“Divisão da direita pode abrir caminho para reeleição de Lula”, diz especialista

Presidente Lula

A indefinição da direita sobre quem será seu principal candidato à Presidência em 2026 pode acabar favorecendo Lula, avalia o analista de economia e política Miguel Daoud. Em entrevista à BM&C News, Daoud afirmou que, apesar da perda de tração do atual presidente nas pesquisas recentes, o cenário fragmentado da oposição cria condições para que Lula preserve o favoritismo e até recupere força ao longo do tempo.

Segundo ele, as pesquisas divulgadas mostram um padrão semelhante: Lula perde pontos, mas segue liderando as intenções de voto diante de um campo opositor ainda dividido.

É um cenário de hoje, não quer dizer que esse quadro vá permanecer assim até a eleição”, ponderou.

Avaliação do governo Lula e as eleições de 2026

Na avaliação de Daoud, a eleição de 2026 já se desenha como altamente polarizada, o que faz da rejeição um dos principais fatores de decisão do eleitor.

Quando você tem uma eleição polarizada, a rejeição passa a ser determinante”, afirmou.

Nesse contexto, o eleitor tende a optar pelo “menos rejeitado”, e não necessariamente por uma adesão programática. Para o analista, enquanto Lula enfrenta desgaste, a direita ainda não conseguiu apresentar um nome que unifique diferentes segmentos do eleitorado conservador e liberal.

Flávio Bolsonaro e Tarcísio disputam espaço na direita

Daoud destacou que hoje há duas forças distintas dentro do campo da direita. De um lado, Flávio Bolsonaro, identificado diretamente com o bolsonarismo; de outro, Tarcísio de Freitas, que atrai setores da direita que buscam um perfil menos ideológico e mais próximo do mercado.

Você tem segmentos de direita que querem o Tarcísio e não querem o Flávio por julgá-lo mais radical. Enquanto essa divisão persistir, o cenário eleitoral seguirá indefinido, o que acaba beneficiando Lula”, afirmou.

O analista avalia que, caso a direita consiga se unificar em torno de um nome, a rejeição ao presidente tende a aumentar.

Se isso vier a se definir, tenho quase certeza de que o Lula vai perder mais ainda. Quando a rejeição aumenta, a eleição fica mais fácil para o adversário”, disse.

Dúvidas internas favorecem Lula, diz analista

Na leitura de Daoud, a demora na definição da candidatura da direita permite que o governo Lula ganhe tempo para consolidar narrativas e reforçar políticas públicas.

Quanto mais tempo você leva nessa indefinição, mais você consolida os programas e a forma do PT e do Lula se apresentarem ao eleitor”, avaliou.

Ele afirmou ainda que o presidente dispõe de um “arsenal de medidas” que podem ser exploradas politicamente, mesmo sem anúncios formais, por meio de discursos e comunicação estratégica. Esse movimento, segundo Daoud, pode ajudar Lula a recuperar popularidade se a oposição permanecer dividida.

Papel da família Bolsonaro gera incertezas

Daoud também comentou os sinais contraditórios vindos do entorno do ex-presidente Jair Bolsonaro, como manifestações públicas de Michelle Bolsonaro que acabaram gerando dúvidas sobre o apoio a Flávio ou Tarcísio.

Para o analista, Jair Bolsonaro parece mais focado em manter o capital político do sobrenome para o futuro do que, necessariamente, em vencer a próxima eleição.

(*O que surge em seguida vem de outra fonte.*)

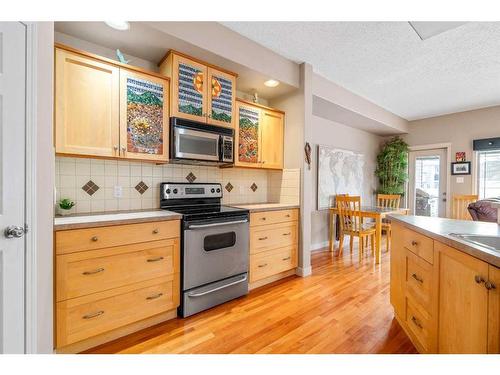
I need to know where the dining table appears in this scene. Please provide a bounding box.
[329,206,409,264]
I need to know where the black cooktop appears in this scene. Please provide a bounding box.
[164,204,248,220]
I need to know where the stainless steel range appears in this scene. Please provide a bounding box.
[160,183,249,317]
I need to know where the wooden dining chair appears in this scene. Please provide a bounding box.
[377,194,401,251]
[451,194,479,220]
[336,196,375,262]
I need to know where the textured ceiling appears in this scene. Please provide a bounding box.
[223,22,500,120]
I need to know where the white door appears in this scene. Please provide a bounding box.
[0,22,26,353]
[408,148,447,217]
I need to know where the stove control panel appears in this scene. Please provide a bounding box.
[160,182,222,199]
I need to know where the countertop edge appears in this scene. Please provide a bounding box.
[388,215,500,268]
[54,212,182,232]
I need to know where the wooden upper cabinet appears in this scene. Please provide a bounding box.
[207,68,236,127]
[55,49,120,157]
[234,101,261,168]
[54,46,169,162]
[235,99,285,169]
[160,51,237,127]
[261,110,284,169]
[435,242,488,354]
[120,69,169,161]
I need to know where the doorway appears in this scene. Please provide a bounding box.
[408,148,448,217]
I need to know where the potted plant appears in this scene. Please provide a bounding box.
[58,198,75,216]
[375,136,408,196]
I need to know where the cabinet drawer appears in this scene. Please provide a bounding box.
[402,228,434,264]
[55,220,180,254]
[250,246,297,283]
[406,298,431,353]
[56,239,179,301]
[57,274,179,348]
[406,250,434,315]
[250,222,297,254]
[250,209,299,227]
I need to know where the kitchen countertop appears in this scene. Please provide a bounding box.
[54,209,182,231]
[230,203,300,212]
[389,215,500,267]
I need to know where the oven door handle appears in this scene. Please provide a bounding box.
[188,275,247,297]
[188,219,248,229]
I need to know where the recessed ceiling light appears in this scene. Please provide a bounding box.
[104,21,130,31]
[264,79,280,87]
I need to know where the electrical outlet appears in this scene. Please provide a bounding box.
[113,185,123,198]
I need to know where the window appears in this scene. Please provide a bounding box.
[477,150,500,199]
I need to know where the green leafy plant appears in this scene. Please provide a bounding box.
[375,136,408,195]
[59,198,75,210]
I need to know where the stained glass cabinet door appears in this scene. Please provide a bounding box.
[171,54,208,122]
[119,69,169,162]
[235,101,262,168]
[207,67,236,127]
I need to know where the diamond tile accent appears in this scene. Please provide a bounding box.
[82,180,99,195]
[135,181,149,195]
[186,172,196,183]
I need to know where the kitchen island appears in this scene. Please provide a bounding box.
[390,215,500,353]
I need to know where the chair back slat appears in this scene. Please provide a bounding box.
[451,194,479,220]
[377,194,401,209]
[336,195,362,232]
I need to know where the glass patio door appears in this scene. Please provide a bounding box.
[408,149,447,217]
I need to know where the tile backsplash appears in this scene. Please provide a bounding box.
[55,157,300,213]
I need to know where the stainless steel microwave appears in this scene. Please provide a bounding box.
[170,117,234,165]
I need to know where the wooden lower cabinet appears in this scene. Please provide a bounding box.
[55,220,180,352]
[391,223,500,354]
[250,209,298,289]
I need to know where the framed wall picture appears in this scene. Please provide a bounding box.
[451,161,470,175]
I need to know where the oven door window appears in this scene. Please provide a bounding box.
[175,128,219,161]
[203,232,236,251]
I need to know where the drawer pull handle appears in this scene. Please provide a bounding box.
[484,281,496,290]
[146,293,163,300]
[411,273,424,283]
[83,310,104,319]
[411,316,424,329]
[82,268,104,276]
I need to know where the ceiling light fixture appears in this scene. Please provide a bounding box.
[264,79,280,87]
[104,21,130,31]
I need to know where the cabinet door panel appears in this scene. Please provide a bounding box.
[207,68,236,127]
[435,242,488,353]
[172,55,207,122]
[55,49,120,157]
[261,111,284,169]
[120,69,168,162]
[235,102,261,168]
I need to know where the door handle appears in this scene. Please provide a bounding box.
[4,225,28,238]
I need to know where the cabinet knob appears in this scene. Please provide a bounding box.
[484,281,496,290]
[474,275,484,284]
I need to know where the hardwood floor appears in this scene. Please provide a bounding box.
[85,244,416,353]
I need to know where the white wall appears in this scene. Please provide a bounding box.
[310,116,383,250]
[403,106,500,195]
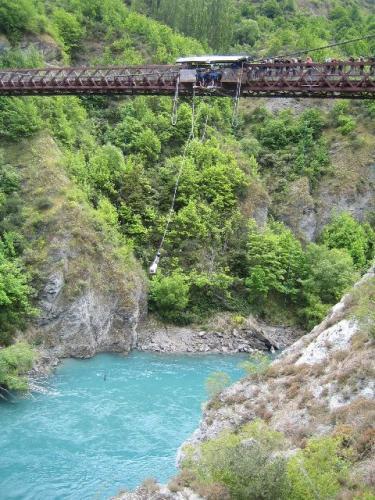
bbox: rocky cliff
[5,134,146,368]
[184,268,375,474]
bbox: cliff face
[5,134,146,366]
[186,269,375,456]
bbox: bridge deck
[0,61,375,99]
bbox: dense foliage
[0,0,374,336]
[0,342,36,390]
[178,420,371,500]
[0,156,35,346]
[132,0,374,57]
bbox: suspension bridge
[0,58,375,99]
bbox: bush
[52,9,85,53]
[0,342,36,391]
[0,0,37,40]
[320,212,375,270]
[300,244,358,328]
[239,352,271,376]
[0,248,36,344]
[288,437,349,500]
[0,97,43,140]
[183,421,288,500]
[205,372,230,399]
[150,272,190,322]
[246,222,304,300]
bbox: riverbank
[30,314,304,380]
[136,314,303,354]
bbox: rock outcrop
[184,269,375,447]
[137,314,302,354]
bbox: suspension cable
[171,75,180,126]
[251,34,375,63]
[232,63,244,127]
[149,89,195,275]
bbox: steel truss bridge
[0,60,375,99]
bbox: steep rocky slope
[184,268,375,468]
[116,268,375,500]
[4,133,146,366]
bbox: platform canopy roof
[176,55,249,64]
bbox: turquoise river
[0,352,250,500]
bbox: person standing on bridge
[306,56,313,76]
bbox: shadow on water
[0,352,262,500]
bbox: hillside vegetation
[0,0,375,388]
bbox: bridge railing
[0,60,375,98]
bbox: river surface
[0,352,250,500]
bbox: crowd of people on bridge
[196,56,375,88]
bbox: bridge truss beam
[0,61,375,99]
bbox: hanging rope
[232,63,244,127]
[149,89,195,275]
[201,112,209,142]
[171,75,180,126]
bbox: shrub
[320,212,375,269]
[246,222,304,298]
[0,0,37,40]
[184,421,288,500]
[150,272,190,322]
[0,240,36,344]
[288,437,349,500]
[239,352,271,376]
[0,342,36,391]
[205,372,230,399]
[0,97,43,140]
[300,244,358,328]
[52,8,85,53]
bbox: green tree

Talvez, para ele, neste momento, seja mais importante fortalecer o nome Bolsonaro do que ganhar uma eleição”, avaliou.

Michelle Bolsonaro como vice não muda o cenário

Questionado sobre a possibilidade de Michelle Bolsonaro integrar uma eventual chapa presidencial, Daoud foi categórico ao descartar impacto relevante. Segundo ele, a hipótese de Michelle como vice de Flávio não reduziria rejeições e poderia até ampliá-las, especialmente entre lideranças partidárias e setores do mercado financeiro.

Isso não mudaria o cenário. Pelo contrário, pode aumentar a rejeição desses caciques que hoje dialogam com o mercado financeiro”, afirmou.

Cenário segue aberto, mas indefinição ajuda Lula

Na avaliação final, Miguel Daoud afirmou que o cenário eleitoral seguirá volátil enquanto a direita não resolver suas disputas internas. Até lá, oscilações nas pesquisas devem continuar, mas a falta de clareza na oposição tende a favorecer Lula no curto e médio prazo.

Enquanto isso não for resolvido, vamos continuar vendo essa oscilação. E, nesse ambiente, Lula acaba sendo beneficiado”, concluiu.